Yeah, about 3 years of weekly sharpening I believe; that's around 150 sessions? I found it the most difficult to keep the angle consistent between the different shapes and lengths. It was especially hard to get the correct angles when you're sharpening very different knives in the same session (e.g. a Chinese cleaver and a sujihiki). Not to mention the dreaded Japanese knives with different angel on each side. Then there was the problem of messing up a great edge you've already achieved when you move up to a finer stone and your sharpening angel is slightly off.



aliphares said:


> But it will also take out huge chunks of metal.


I hear that a lot. But from my experience, I don't find it to be that worrisome. I've never lost a knife through an electric sharpener. The stones, on the other hand, have consumed at least 3 of my knives. Then again, maybe it's because of the way I use the stones that make them eat so much out of my knives every time I sharpen.


----------



## chrislehrer (Oct 9, 2008)

My two cents:

1. For your knives, either electric will be fine. By the time you take off enough metal to face problems, you'll probably be ready to buy something new anyway.

2. A santoku is pointless repetition, functionally speaking. Buy one only if you want a toy.

3. A great starter stone is a King Combi 800/4000. Soak for 15-20 minutes before using (submerge completely in water).
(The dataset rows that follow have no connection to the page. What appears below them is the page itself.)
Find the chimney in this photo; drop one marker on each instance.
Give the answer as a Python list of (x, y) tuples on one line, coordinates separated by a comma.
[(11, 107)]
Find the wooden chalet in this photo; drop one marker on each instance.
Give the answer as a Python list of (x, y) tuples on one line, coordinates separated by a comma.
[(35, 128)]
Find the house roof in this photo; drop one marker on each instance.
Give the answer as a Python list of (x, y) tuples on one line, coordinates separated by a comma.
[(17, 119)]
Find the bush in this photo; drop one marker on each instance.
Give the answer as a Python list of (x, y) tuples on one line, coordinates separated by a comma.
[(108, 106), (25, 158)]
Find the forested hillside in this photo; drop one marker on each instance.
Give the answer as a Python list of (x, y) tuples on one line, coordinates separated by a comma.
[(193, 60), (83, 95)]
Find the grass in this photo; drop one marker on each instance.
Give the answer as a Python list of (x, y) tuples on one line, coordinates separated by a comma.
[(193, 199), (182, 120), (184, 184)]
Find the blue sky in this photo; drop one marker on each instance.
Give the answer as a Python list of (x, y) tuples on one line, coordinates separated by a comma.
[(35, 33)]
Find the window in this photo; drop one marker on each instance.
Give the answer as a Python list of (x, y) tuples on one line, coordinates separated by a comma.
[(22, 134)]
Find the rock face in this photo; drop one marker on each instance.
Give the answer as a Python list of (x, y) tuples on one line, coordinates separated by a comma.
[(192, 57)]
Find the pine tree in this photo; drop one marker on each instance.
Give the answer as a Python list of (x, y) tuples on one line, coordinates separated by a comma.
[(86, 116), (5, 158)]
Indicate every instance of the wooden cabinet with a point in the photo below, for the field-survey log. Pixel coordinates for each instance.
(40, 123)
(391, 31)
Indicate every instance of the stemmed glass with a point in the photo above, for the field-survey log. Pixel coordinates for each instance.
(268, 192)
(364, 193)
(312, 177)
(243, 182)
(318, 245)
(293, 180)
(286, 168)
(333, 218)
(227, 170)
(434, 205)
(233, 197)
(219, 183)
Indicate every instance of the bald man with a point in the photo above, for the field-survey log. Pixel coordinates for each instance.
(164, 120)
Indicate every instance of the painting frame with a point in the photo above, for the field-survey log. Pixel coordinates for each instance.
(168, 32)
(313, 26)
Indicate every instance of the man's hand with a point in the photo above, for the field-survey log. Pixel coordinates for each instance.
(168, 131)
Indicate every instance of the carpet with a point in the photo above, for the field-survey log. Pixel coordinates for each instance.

You will find sharpening your current knives mildly unpleasant and somewhat tedious. If you ever upgrade to good steel you'll be stunned at how much easier it is.

4. Don't be pushed. If you like your knives, there's no sin in that, and none at all in sharpening on either of these electrics.

5. You should, however, hone ("steel") your knives daily. An Idahone ceramic rod is the best. The soft steel in your knives needs to be brought into line constantly; it does not need fresh grinding often.


----------



## aliphares (Jan 7, 2018)

Pat Pat said:


> . I hear that a lot. But from my experience, I don't find it to be that worrisome. I've never lost a knife through an electric sharpener. The stones, on the other hand, have consumed at least 3 of my knives. Then again, maybe it's because of the way I use the stones that make them eat so much out of my knives every time I sharpen.


Obviously it won't make the knoves disappear overnight, and maybe focusing on the long run too much, that's just me not liking upgrading too many times because I feel it's wasting money. As for the stones, they're probably the easiest way to ruin a knife if you don't know how to use one. It's why were suggesting a stone now, this is a good point to learn to sharpen, it's also why beginners should always start with medium grit stones, nothing that can too easily ruin the knife.


----------



## millionsknives (Apr 25, 2014)

Its hard to mess up irreversibly with stones


----------



## chrislehrer (Oct 9, 2008)

millionsknives said:


> Its hard to mess up irreversibly with stones


Agreed. I was wondering about that myself.


----------